Dove ti sei nascosto, Amato?

Sola qui, gemente, mi hai lasciata!

Come il cervo fuggisti,

dopo avermi ferita;

gridando t’inseguii: eri sparito!

 

San Giovanni della Croce descrive all’inizio del suo Cantico l’esperienza dell’anima che ha incontrato Dio, ha fatto esperienza del suo amore. Questo è il punto di partenza di tutte le conversioni, grandi o piccole, dell’esistenza. L’anima ora sa che Egli è l’amore. Soprattutto, che è il suo amore, l’amore della sua vita. Questo amore l’ha ferita, ovvero ha lasciato una traccia così profonda, che ora all’assenza dell’amato l’anima soffre, perchè non può più fare a meno della sua presenza. Desidera unirsi a Lui. E dunque chiede:

Dove ti sei nascosto, Amato?

Verbo, Sposo mio, mostrami il luogo dove stai nascosto.

Dov’è il luogo dove possiamo ancora incontrare Dio, così intimamente?

San Giovanni scrive che a volte possiamo avere esperienza sensibile che Lui è presente, quando ci sembra di “sentirlo”, così come possiamo fare esperienza di aridità, quando al contrario ci sembra di non riuscire nè a vederlo, nè a sentirlo e avvertiamo un grande vuoto. Ma il punto non sta qui: l’anima infatti desidera incontrarlo ad un livello più profondo di un’esperienza sensibile o affettiva, in cui Dio si può “sentire” o meno. L’anima desidera incontrarlo nella sua essenza. Ma si chiede:

Dove ti sei nascosto, Amato?

Nel commento alla strofa, San Giovanni risponde che il Verbo, Figlio di Dio, insieme con il Padre e con lo Spirito Santo, nella sua essenza e presenza se ne sta nascosto nell’interno dell’anima.

Quindi l’anima che vuole trovarlo, deve ritirarsi in sommo raccoglimento dentro di sè.

È questo il luogo dove possiamo unirci a Dio. É un luogo a noi molto vicino, più intimo di noi stessi. Qui noi possiamo desiderarlo, adorarlo.

Ma vi è una difficoltà. Pur essendo a te così vicino, pure essendo dentro di te, se ne sta nascosto.

Dunque l’anima torna a chiedere:

Dove ti sei nascosto, Amato?

Se l’Amato dell’anima mia è dentro di me, perchè non lo trovo e non lo sento?

Perchè Egli se ne sta nascosto e tu non ti nascondi per trovarlo e per sentirlo.

Egli è il tesoro nascosto nel campo, l’anima decide di vendere tutti i suoi beni pur di comprare e accedere al campo (la propria interiorità) in cui è nascosto questo tesoro (Mt. 13,44).

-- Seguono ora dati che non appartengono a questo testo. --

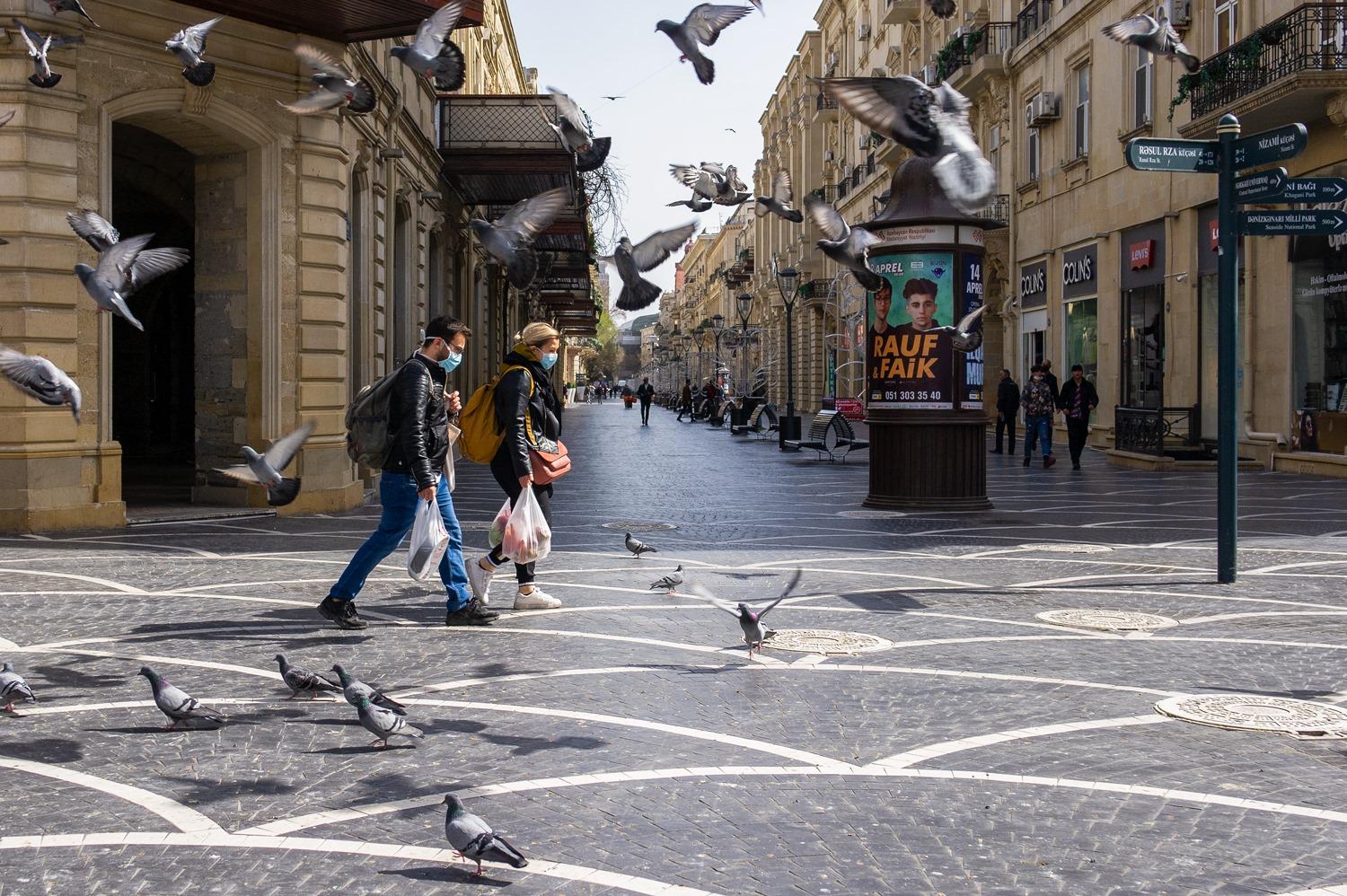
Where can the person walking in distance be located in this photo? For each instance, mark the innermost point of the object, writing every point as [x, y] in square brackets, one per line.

Per questo, sia che tu sia in un periodo di fervore spirituale, sia che tu sia nell’aridità, fai bene a chiedere:

Dove ti sei nascosto, Amato?

In ogni tempo, nell’abbondanza come nella scarsità spirituale e materiale, fai bene a considerare Dio come nascosto e ad invocarlo dicendo:

Dove ti sei nascosto, Amato?

Egli è l’Amato. Trascorrendo il tempo con Lui, perseverando nella preghiera e intrattenendo a lungo in Lui il proprio animo, stabilendo in Lui il proprio cuore con affetto totale, sgorga in noi l’amore, e con l’amore possiamo chiedergli tutto, avremo libero accesso al suo cuore.

Sola qui, gemente, mi hai lasciata!

L’assenza dell’Amato causa un gemito continuo nell’amante poichè, dato che ama solo Lui, all’infuori di Lui non trova alcun riposo e sollievo. Indizio certo per sapere se uno ama veramente Dio è quindi quello di vedere se si contenta di cosa inferiore a Lui.

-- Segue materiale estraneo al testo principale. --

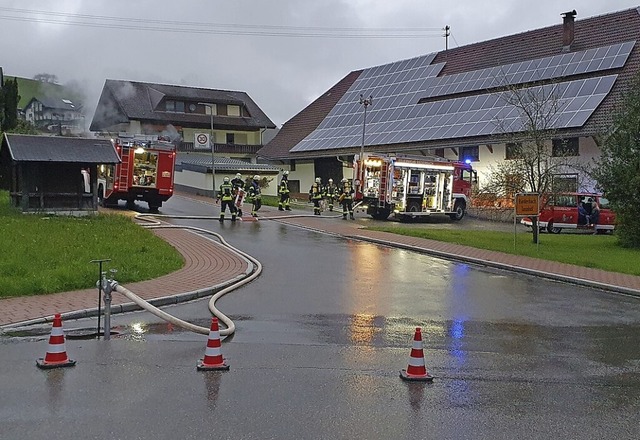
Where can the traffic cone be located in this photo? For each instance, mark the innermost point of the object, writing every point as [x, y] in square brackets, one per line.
[56, 355]
[416, 371]
[213, 359]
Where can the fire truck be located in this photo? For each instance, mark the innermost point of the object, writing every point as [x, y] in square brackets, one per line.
[412, 186]
[145, 173]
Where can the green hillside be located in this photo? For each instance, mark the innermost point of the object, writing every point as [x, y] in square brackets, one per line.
[29, 88]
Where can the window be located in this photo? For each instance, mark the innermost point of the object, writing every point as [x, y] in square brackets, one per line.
[513, 150]
[564, 201]
[233, 110]
[209, 107]
[565, 147]
[564, 183]
[469, 153]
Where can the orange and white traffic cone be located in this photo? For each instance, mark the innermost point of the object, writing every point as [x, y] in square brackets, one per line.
[416, 371]
[56, 355]
[213, 359]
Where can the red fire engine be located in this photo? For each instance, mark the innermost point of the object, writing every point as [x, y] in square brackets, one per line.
[413, 186]
[146, 172]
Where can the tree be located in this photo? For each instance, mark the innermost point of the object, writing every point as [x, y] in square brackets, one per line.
[535, 162]
[617, 171]
[9, 99]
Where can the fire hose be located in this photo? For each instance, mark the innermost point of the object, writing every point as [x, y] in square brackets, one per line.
[254, 266]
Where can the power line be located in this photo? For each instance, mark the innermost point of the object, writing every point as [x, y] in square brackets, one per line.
[144, 24]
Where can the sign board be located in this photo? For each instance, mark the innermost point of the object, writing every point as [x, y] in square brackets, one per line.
[527, 204]
[201, 141]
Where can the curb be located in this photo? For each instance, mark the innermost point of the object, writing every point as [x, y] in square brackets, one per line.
[505, 266]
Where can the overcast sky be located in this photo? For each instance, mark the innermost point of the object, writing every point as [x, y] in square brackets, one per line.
[283, 53]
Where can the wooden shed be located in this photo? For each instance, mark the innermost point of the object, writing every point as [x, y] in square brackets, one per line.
[53, 174]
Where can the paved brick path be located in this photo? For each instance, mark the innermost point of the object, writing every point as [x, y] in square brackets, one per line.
[209, 264]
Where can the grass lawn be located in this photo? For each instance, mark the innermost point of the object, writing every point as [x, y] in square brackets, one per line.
[596, 251]
[47, 254]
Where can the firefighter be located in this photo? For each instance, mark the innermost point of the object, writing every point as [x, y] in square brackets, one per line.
[226, 196]
[315, 195]
[283, 190]
[238, 192]
[331, 193]
[255, 195]
[346, 199]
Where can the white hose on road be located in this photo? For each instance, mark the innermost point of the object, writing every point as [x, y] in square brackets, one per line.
[230, 326]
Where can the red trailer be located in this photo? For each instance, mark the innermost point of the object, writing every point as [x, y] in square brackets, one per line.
[145, 173]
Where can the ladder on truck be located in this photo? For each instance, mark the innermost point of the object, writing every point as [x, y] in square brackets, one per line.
[123, 175]
[382, 190]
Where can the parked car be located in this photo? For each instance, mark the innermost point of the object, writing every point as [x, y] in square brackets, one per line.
[561, 211]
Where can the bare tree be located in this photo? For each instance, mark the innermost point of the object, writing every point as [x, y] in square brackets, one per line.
[535, 162]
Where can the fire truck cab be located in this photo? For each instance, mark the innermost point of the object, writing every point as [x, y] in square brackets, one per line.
[412, 186]
[145, 173]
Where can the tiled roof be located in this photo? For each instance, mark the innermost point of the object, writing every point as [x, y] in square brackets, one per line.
[298, 127]
[30, 148]
[122, 101]
[593, 32]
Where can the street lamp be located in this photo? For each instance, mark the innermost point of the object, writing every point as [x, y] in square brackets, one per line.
[210, 106]
[366, 102]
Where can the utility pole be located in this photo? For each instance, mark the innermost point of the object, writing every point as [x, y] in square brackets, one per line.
[446, 37]
[212, 142]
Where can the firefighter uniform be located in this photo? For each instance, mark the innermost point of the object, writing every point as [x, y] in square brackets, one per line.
[346, 199]
[315, 195]
[226, 197]
[283, 191]
[331, 193]
[255, 195]
[238, 187]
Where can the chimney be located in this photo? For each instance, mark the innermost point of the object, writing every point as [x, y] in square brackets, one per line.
[567, 29]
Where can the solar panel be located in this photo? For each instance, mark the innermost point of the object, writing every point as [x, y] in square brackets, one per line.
[557, 66]
[398, 87]
[478, 115]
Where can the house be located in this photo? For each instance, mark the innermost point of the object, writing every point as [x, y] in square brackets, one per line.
[452, 103]
[205, 124]
[53, 174]
[55, 115]
[51, 107]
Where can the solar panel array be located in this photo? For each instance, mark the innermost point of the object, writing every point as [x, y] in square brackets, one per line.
[557, 66]
[396, 116]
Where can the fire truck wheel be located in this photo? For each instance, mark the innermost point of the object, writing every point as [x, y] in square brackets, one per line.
[552, 229]
[381, 214]
[458, 211]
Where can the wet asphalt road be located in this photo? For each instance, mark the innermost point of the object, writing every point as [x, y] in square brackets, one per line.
[320, 338]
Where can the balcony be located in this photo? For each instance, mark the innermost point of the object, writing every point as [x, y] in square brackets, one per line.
[220, 148]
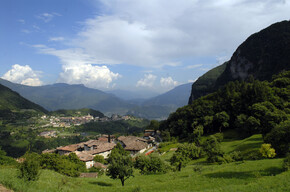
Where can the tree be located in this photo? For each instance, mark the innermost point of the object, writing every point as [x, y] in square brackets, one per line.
[121, 164]
[212, 148]
[267, 151]
[99, 158]
[221, 120]
[121, 167]
[29, 168]
[183, 154]
[196, 135]
[150, 164]
[179, 160]
[279, 138]
[154, 125]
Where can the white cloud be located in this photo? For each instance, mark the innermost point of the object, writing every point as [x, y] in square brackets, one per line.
[147, 81]
[79, 68]
[192, 80]
[23, 75]
[22, 21]
[89, 75]
[25, 31]
[47, 17]
[153, 33]
[194, 66]
[56, 38]
[168, 82]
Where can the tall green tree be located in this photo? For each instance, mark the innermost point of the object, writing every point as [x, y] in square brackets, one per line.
[121, 164]
[29, 168]
[183, 154]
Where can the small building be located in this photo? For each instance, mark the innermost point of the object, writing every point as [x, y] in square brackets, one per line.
[103, 149]
[69, 149]
[87, 158]
[134, 144]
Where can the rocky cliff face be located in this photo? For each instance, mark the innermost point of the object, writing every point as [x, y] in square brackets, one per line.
[262, 55]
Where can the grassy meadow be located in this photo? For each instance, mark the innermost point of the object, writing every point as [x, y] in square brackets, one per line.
[259, 175]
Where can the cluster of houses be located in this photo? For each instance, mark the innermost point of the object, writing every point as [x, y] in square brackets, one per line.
[76, 121]
[86, 151]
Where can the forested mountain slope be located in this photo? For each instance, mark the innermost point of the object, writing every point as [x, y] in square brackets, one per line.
[262, 55]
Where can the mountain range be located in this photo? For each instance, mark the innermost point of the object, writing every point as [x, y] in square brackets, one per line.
[262, 55]
[64, 96]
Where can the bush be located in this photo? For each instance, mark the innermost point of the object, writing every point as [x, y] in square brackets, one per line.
[251, 154]
[5, 160]
[267, 151]
[279, 138]
[150, 165]
[29, 168]
[99, 158]
[67, 165]
[98, 170]
[286, 162]
[236, 156]
[212, 148]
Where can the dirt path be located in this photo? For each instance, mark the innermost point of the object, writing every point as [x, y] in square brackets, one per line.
[3, 189]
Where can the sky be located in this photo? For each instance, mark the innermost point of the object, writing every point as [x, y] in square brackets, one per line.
[152, 45]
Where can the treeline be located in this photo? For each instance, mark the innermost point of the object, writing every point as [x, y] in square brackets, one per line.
[115, 127]
[250, 107]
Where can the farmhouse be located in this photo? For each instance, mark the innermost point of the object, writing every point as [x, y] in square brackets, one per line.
[85, 157]
[134, 144]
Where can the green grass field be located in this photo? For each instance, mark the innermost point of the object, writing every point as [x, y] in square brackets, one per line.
[257, 176]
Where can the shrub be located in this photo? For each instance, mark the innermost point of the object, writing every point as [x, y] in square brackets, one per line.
[150, 165]
[99, 158]
[197, 168]
[267, 151]
[29, 168]
[236, 156]
[286, 162]
[5, 160]
[251, 154]
[67, 165]
[212, 148]
[98, 170]
[279, 138]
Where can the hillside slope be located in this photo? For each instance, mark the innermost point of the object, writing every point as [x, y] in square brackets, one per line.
[262, 55]
[64, 96]
[206, 83]
[10, 100]
[176, 97]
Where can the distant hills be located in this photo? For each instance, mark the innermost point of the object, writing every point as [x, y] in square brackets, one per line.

Le parole del Santo non vogliono sminuire tutta la sfera delle nostre amicizie, dei nostri affetti per le persone care, o ancora le nostre passioni, per il lavoro, per quello che facciamo ecc. Ci dice solo di non pretendere da una persona o una cosa, che questa colmi la nostra fame di vita e di amore: resteremo inquieti e frustrati. La nostra anima ha bisogno di Dio.

L’anima emette dunque un gemito, perchè ha gustato il dolce tocco di Dio nella propria vita, e ora ne sente la mancanza.

Come il cervo fuggisti,

dopo avermi ferita

Egli infatti è come un cervo, ama starsene nascosto tra i rifugi della roccia, ed è molto veloce al suo passaggio. Un momento si mostra per dare nuovo vigore all’anima, e il momento dopo di nuovo si nasconde. E all’anima sembra di non poterlo afferrare, di non riuscire a trattenerlo, e soffre dunque d’amore.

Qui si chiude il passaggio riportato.